President Barack Obama, for instance, created the Bears Ears National Monument in southeast Utah in 2016. The monument designation area was reduced by President Donald Trump in 2017. Biden then restored the monument in 2021.
Executive actions are also subject to lawsuits.
The CORE Act, in addition to protecting the land around Camp Hale by designating it the nation’s first National Historic Landscape, calls for creating about 100,000 acres of wilderness, recreation and conservation areas in the White River National Forest along the Continental Divide.
The measure offers permanent protections, including wilderness designations, for about 60,000 acres of land in the San Juan Mountains in Southwest Colorado. It would also formally establish the boundary for the Curecanti National Recreation Area near the Blue Mesa Reservoir in Gunnison and prevent mineral development on about 6,500 acres outside of Norwood at Naturita Canyon.
Portions of the CORE Act have been debated in Congress for many years, and supporters of the bill are frustrated with the lack of progress.
“There are perfect solutions and then there are good solutions that deserve consideration now just to get something over the finish line,” John Gale, who oversees policy and government relations for Backcountry Hunters and Anglers, said during Tuesday’s roundtable. “And I think that now’s the time not to let the perfect be the enemy of the good. Let’s get done what we can now while we can.
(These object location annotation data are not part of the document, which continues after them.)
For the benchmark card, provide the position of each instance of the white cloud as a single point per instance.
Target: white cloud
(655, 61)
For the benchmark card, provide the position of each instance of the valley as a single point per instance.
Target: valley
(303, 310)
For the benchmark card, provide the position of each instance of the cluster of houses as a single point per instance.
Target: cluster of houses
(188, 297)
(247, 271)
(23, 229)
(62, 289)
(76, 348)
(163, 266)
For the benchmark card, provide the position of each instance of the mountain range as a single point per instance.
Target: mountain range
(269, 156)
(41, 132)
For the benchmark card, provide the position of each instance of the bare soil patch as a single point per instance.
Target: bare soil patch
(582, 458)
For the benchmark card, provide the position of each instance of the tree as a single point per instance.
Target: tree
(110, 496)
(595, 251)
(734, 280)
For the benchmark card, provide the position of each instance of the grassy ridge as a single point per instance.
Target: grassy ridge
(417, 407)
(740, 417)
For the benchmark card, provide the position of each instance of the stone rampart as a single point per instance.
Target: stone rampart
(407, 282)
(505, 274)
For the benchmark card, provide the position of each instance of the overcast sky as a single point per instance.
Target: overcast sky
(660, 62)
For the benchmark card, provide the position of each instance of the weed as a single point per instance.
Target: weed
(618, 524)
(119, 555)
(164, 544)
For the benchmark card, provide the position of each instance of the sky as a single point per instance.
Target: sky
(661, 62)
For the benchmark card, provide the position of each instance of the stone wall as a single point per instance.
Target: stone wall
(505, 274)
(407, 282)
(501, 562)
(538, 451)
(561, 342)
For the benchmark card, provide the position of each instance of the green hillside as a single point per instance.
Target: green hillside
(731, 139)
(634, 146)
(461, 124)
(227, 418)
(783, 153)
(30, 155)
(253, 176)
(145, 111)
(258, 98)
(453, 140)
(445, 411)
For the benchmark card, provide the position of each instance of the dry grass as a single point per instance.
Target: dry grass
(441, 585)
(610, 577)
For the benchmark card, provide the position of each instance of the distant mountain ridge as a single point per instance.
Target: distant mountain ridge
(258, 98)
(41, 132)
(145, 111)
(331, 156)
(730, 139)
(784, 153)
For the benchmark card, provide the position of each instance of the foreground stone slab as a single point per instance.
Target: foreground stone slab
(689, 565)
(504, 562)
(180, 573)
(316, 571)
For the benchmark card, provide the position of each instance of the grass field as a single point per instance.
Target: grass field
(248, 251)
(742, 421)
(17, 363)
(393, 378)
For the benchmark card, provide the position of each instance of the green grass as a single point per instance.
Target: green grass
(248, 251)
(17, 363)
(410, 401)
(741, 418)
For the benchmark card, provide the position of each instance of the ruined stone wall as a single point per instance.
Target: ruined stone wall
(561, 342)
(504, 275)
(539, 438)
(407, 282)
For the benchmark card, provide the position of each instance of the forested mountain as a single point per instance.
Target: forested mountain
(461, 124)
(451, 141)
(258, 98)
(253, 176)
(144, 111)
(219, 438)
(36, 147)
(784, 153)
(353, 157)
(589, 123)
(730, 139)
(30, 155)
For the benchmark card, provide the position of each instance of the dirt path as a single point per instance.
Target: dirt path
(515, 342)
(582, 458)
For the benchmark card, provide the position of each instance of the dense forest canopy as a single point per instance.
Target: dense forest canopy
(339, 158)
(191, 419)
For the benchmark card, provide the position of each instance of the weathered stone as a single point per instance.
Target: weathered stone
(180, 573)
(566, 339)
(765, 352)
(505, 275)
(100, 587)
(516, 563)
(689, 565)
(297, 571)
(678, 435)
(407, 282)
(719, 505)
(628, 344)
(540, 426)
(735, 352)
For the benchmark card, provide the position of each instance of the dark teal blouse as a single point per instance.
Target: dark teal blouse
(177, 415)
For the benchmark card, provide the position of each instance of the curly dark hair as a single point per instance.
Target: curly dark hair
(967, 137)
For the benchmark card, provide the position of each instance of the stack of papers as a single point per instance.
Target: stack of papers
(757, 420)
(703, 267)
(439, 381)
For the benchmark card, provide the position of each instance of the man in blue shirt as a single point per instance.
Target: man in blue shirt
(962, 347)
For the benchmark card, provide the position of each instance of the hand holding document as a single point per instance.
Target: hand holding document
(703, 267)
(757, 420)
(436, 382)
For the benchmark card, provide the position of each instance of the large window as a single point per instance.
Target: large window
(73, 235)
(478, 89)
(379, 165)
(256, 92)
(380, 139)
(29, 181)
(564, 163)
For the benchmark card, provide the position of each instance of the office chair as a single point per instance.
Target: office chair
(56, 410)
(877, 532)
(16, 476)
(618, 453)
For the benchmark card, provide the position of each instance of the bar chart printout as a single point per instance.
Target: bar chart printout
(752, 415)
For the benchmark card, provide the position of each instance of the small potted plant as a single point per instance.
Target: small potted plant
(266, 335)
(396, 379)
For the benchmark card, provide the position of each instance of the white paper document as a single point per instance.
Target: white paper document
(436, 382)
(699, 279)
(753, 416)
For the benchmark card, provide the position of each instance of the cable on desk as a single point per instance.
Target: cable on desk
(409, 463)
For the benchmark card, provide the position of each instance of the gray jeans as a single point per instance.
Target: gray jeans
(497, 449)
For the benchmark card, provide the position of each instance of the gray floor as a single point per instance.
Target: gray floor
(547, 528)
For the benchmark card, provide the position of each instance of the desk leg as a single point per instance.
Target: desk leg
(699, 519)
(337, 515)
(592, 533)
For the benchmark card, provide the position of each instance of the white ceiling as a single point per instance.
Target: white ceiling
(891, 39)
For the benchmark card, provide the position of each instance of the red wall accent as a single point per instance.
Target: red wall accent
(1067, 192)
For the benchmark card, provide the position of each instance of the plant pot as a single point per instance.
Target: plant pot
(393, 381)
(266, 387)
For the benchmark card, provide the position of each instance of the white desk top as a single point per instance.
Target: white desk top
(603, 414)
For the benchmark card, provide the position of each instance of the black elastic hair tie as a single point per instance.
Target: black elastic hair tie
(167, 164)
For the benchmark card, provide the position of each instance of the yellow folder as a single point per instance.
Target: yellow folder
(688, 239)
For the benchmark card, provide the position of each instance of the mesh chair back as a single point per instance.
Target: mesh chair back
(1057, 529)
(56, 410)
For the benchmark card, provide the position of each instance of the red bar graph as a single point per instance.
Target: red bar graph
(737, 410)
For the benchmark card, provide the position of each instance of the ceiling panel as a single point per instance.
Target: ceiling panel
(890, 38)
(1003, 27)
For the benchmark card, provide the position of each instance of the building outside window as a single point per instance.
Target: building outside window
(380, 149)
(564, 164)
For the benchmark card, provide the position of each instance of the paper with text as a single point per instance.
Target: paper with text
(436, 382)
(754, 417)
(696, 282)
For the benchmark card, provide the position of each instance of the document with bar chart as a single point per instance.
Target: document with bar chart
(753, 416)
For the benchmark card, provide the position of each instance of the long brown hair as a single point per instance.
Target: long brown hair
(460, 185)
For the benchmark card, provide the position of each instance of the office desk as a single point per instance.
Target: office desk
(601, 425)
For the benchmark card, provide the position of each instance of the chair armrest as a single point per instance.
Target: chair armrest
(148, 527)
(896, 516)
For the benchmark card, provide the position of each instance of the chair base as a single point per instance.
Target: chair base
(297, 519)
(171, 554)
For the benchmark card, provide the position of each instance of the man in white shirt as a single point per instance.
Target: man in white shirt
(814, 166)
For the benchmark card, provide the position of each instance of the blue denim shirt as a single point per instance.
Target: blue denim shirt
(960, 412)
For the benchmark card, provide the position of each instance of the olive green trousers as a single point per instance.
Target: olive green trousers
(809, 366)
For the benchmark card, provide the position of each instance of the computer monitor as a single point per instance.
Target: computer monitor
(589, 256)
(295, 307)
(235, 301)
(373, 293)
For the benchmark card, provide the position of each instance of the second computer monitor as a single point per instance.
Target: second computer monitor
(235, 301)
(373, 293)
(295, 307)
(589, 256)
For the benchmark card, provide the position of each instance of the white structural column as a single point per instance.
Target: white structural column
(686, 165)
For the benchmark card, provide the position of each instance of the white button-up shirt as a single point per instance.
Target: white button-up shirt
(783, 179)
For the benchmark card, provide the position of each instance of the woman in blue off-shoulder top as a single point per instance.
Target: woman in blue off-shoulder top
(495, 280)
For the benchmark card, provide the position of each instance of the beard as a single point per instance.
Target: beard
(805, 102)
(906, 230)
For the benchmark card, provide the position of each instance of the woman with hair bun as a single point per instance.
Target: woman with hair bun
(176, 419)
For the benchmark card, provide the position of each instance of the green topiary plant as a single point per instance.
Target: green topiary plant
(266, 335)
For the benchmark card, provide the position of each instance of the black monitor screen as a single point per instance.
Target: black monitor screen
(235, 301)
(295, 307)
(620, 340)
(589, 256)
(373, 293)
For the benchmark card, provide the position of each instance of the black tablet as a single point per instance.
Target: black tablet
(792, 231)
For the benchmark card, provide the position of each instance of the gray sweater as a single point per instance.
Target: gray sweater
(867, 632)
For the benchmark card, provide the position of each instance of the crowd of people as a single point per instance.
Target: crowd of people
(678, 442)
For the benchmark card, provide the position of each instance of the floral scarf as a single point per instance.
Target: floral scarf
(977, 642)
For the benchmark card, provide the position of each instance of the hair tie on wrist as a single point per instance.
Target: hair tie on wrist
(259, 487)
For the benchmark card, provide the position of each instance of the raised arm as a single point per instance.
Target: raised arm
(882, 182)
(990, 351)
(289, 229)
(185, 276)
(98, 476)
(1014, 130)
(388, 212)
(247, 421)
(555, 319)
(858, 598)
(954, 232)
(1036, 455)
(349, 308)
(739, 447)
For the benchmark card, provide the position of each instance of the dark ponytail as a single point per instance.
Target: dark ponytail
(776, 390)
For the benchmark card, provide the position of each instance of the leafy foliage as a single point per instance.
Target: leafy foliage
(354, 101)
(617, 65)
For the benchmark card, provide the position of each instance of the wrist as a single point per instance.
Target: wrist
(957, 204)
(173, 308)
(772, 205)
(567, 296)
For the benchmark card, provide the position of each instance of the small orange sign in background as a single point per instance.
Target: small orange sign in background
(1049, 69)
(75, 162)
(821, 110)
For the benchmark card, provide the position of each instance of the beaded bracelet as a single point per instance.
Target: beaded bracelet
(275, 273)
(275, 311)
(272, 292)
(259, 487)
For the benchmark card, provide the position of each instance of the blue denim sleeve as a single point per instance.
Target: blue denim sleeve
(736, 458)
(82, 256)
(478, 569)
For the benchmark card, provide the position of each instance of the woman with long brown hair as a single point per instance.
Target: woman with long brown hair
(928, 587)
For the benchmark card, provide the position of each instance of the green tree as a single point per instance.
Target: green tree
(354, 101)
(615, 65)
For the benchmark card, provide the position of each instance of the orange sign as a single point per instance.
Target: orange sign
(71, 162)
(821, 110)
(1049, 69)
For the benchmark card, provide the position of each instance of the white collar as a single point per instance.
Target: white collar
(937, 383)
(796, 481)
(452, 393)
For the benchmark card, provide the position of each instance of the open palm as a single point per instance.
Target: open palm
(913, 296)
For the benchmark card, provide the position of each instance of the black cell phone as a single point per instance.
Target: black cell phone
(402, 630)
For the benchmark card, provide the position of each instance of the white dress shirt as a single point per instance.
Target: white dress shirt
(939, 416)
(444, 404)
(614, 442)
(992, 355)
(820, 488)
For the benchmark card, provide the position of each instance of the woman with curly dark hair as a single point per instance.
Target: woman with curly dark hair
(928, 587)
There’s too much on the table.”
Bill Fales, a rancher near Carbondale, said protections for the Thompson Divide are urgently needed. “We really need to get the administrative withdrawal to protect this area,” he said, acknowledging the failure to get the CORE Act through the Senate.
The bill has passed the U.S. House several times.
Asked why Biden hasn’t taken action already, U.S. Sen. John Hickenlooper exclaimed, “He’s been busy.”
Vilsack echoed that sentiment, but also acknowledged that conversations with the president about protecting lands targeted by the CORE Act should have happened “yesterday.”
“I think it really is a model of what we should be doing in this country,” Vilsack said, nodding to how the bill was formed through conversations with groups and elected leaders across Colorado. “I’m gonna go back and make sure that the president and the White House are fully briefed on this and make sure that our team is moving as expeditiously as we possibly can to do whatever we can.”
Gov. Jared Polis, another CORE Act supporter who attended the meeting Tuesday, said pursuing executive action from Biden doesn’t mean the bill is dead.
“The two paths are not mutually exclusive,” he said. “Taking additional executive actions can help provide momentum for the future.”
Hickenlooper said he still thinks there’s a path toward passing the CORE Act in Congress.
“We’re close,” he said, explaining that he’s gotten verbal support from Republican Sens. Lisa Murkowski of Alaska, Bill Cassidy of Louisiana and Kevin Kramer of North Dakota.
Murkowski and Cassidy sit on the Senate Energy and Natural Resources Committee, where the CORE Act has been assigned.
“If we had three Republicans on the committee, we’d get 10 in the Senate. That’s my feeling,” Hickenlooper said.